On my list of blog posts to write was a response to Daron Acemoglu and James Robinson’s argument that Hitler’s economic policy was really a form of Keynesianism.
But, instead, I will outsource this one to Brad DeLong:
The question of what technocratic interventions work best–pegging the price of gold, constant reserve stock, stable money growth rule, lender of last resort, nominal GDP targetting, automatic stabilizers, deposit guarantees, expansionary fiscal policy at the zero nominal lower bound–is not a question of values and goals, but rather a pragmatic question of what works, of what macroeconomic policy is properly “neutral” rather than deflationary. And that is an empirical-technocratic question, rather than a value-philosophical one.

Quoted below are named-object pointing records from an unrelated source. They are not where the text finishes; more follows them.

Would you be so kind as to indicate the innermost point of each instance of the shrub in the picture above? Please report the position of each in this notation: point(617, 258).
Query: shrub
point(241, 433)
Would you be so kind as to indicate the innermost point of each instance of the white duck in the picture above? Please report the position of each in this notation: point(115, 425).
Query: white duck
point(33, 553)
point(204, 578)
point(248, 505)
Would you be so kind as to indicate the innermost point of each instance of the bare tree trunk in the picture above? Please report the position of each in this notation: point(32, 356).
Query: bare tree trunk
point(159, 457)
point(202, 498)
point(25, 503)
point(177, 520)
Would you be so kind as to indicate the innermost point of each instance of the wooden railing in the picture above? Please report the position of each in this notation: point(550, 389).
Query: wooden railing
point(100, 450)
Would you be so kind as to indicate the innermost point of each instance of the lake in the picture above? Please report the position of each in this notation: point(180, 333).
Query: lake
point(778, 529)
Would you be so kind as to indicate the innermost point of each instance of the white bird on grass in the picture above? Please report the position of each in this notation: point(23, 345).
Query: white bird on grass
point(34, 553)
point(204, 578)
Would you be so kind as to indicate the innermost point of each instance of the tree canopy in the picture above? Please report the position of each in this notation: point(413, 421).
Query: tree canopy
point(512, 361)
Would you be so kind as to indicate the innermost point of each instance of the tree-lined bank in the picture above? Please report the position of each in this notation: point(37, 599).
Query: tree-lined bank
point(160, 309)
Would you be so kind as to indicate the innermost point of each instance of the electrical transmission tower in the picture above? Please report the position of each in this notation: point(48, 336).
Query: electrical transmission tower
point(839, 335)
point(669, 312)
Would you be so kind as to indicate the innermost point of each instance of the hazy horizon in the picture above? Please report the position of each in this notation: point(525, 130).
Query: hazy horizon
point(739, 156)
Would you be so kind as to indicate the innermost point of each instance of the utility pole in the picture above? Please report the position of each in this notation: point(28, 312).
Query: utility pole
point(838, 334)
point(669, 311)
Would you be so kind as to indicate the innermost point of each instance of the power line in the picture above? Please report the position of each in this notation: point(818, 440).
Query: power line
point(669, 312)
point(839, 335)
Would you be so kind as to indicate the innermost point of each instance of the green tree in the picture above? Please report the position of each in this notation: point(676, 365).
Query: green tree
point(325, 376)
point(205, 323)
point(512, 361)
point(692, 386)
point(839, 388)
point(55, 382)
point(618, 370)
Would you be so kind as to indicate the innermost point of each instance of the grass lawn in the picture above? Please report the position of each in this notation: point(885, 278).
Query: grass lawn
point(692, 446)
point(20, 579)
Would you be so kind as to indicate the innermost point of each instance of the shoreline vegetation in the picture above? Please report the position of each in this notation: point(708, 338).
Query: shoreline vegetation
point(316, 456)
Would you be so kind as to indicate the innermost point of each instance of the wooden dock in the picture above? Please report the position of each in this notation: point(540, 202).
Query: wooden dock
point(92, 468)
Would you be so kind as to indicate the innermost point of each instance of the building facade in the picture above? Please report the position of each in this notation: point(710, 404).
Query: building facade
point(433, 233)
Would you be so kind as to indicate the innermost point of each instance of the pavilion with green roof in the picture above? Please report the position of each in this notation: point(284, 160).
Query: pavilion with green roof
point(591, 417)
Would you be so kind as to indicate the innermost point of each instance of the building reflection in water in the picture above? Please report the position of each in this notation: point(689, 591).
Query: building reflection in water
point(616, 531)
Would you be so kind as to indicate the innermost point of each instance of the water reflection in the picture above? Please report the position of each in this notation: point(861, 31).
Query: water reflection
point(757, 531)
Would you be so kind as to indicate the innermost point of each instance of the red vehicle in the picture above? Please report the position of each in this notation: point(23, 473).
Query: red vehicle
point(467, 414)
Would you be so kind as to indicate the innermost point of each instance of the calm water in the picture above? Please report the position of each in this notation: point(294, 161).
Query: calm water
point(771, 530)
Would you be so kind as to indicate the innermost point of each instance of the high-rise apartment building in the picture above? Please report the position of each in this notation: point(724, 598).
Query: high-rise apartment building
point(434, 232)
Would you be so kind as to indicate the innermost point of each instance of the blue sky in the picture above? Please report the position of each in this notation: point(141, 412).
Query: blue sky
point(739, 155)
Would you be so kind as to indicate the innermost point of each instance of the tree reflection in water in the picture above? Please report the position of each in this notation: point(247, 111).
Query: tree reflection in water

But, even so, right here and right now both the policies of fiscal expansion in a depression advocated by John Maynard Keynes and the policies of massive quantitative easing in a depression recommended by Milton Friedman are strongly left-wing policies–not right wing ones. And, right here and right now, higher income and wealth inequality in our system of money-driven politics has strengthened the right. Thus I have a hard time reading Acemoglu and Robinson’s resort to Hitler as anything other than an attempt to divert attention away from these facts.
But why do they do this?
I think that, once one recognizes this fact that both Keynes and Friedman are to the activist left of even the left edge of today’s policy spectrum, one cannot then escape the conclusion that today the entire right wing and a good part of the center is simply not sane. The position of the right today is, in essence, that (a) because the top managements of highly-leveraged money-center banks were unable to understand or control their derivative books, (b) tens of millions of additional people must be doomed to poverty and unemployment, for (c) the market giveth and the market taketh away: blessed be the name of the market.
And this is simply nutso.
Our technologies, resources, and preferences are what they were in 2007, and high unemployment because we will not repair our magneto is a choice, and a disastrous one, and an insane one, and a right-wing one.
Acemoglu and Robinson, I think, want at some level to be thought of as Very Serious People, as part of the Bipartisan Center. They do, I think, fear that if they took those additional logical steps that they would find themselves dismissed as “shrill”–as like Paul Krugman and company.
So they try to avert their own–and everybody else’s–gaze from the fact that right now to be truly technocratic and nonideological is to be advocating policies that are left of the entire political structure.